Se frotó los antebrazos.

—Mire, no le miento, tengo los pelos de punta. Cuando descubrió que lo había sorprendido, me dirigió la mirada más fría que he visto en mi vida y durante la aspiración, me miró fijamente sin abrir la boca. Comprendí en el acto que debía guardar silencio… Y, un minuto más tarde, la madre estaba muerta.

Lucie reflexionaba a toda velocidad. Se sentía profundamente perturbada por las palabras de su interlocutora. ¿Qué era esa historia de la placenta? ¿Qué significaba ese destello de alegría en la mirada de Terney mientras su paciente se moría en la sala de partos? ¿Había sacrificado a una madre, obligándola a dar a luz, para hacer nacer a cualquier precio al bebé?

La misma pregunta volvía una y otra vez: ¿por qué tenía que venir al mundo ese bebé? Pierrette seguía hablando con voz monocorde y ahora sentía la necesidad de vaciarse completamente.

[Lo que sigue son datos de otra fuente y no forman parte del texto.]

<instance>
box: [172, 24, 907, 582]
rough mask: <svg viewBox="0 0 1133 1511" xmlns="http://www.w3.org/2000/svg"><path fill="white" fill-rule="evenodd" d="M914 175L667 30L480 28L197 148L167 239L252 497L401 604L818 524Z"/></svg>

—El doctor Terney, el anestesista, la comadrona y yo tuvimos una reunión unas horas después con el jefe del hospital y se redactó un informe. Oficialmente, Amanda Potier había muerto de preeclampsia. Terney tenía todos los elementos: los resultados de los exámenes y de las pruebas de proteinuria, la tensión alta e incluso las estadísticas que demostraban que la preeclampsia podía dar bebés correctamente proporcionados. El hospital no tenía ninguna responsabilidad. Los padres de la paciente nunca pensaron en presentar una demanda.

—¿Usted no habló de la placenta?

Pierrette meneó la cabeza, como haría un niño que no quisiera confesar su falta.

—¿Y qué hubiera cambiado eso? Era mi palabra contra la del médico. La placenta había sido destruida. Y además, la madre había fallecido y no hubo error médico. Se produjo una hemorragia y no pudo hacerse nada. No deseaba complicar las cosas ni poner en peligro mi carrera.

Suspiró, aparentemente abatida.

—¿Quiere saber qué pienso, veintitrés años después? La enfermedad que mató a Amanda Potier parecía una preeclampsia y así podía diagnosticarse, porque algunos elementos no mentían, pero no lo era. Y hoy estoy convencida de que el doctor sí sabía de qué se trataba. Ese cuadro monstruoso, además, es la prueba evidente de ello.

Se alzó de su sillón apoyándose con las manos.

—Ahora, discúlpeme, pero creo que no tengo mucho más que contarle. Todo esto forma parte del pasado y ya es muy tarde para despertar viejos fantasmas. El doctor ha muerto, descanse en paz…

—Nunca es demasiado tarde. Al contrario, las respuestas se esconden en el pasado.

A su vez, Lucie se levantó del sofá. Su viaje no había sido en vano, incluso a pesar de que ahora hubiera aún más preguntas en el aire. En cualquier caso, estaba segura de una cosa: lentamente pero con seguridad, el ginecólogo obstetra había tejido una telaraña que había llevado al nacimiento de un monstruo.

Aunque avanzara entre una niebla espesa, Lucie sabía que su búsqueda de la verdad se concretaba cada vez más. Amanda Potier, Stéphane Terney y Robert Grayet, su predecesor en la Colombe, habían muerto y se habían llevado consigo sus siniestros secretos. Para Lucie, no había muchas opciones: tenía que remontarse en el tiempo e ir en busca de la primera de las ex mujeres de Stéphane Terney.

Aquella de la que se divorció justo antes de su precipitado traslado a Reims.

Uno de los rastros del pasado que, tal vez, poseía una parte de la verdad.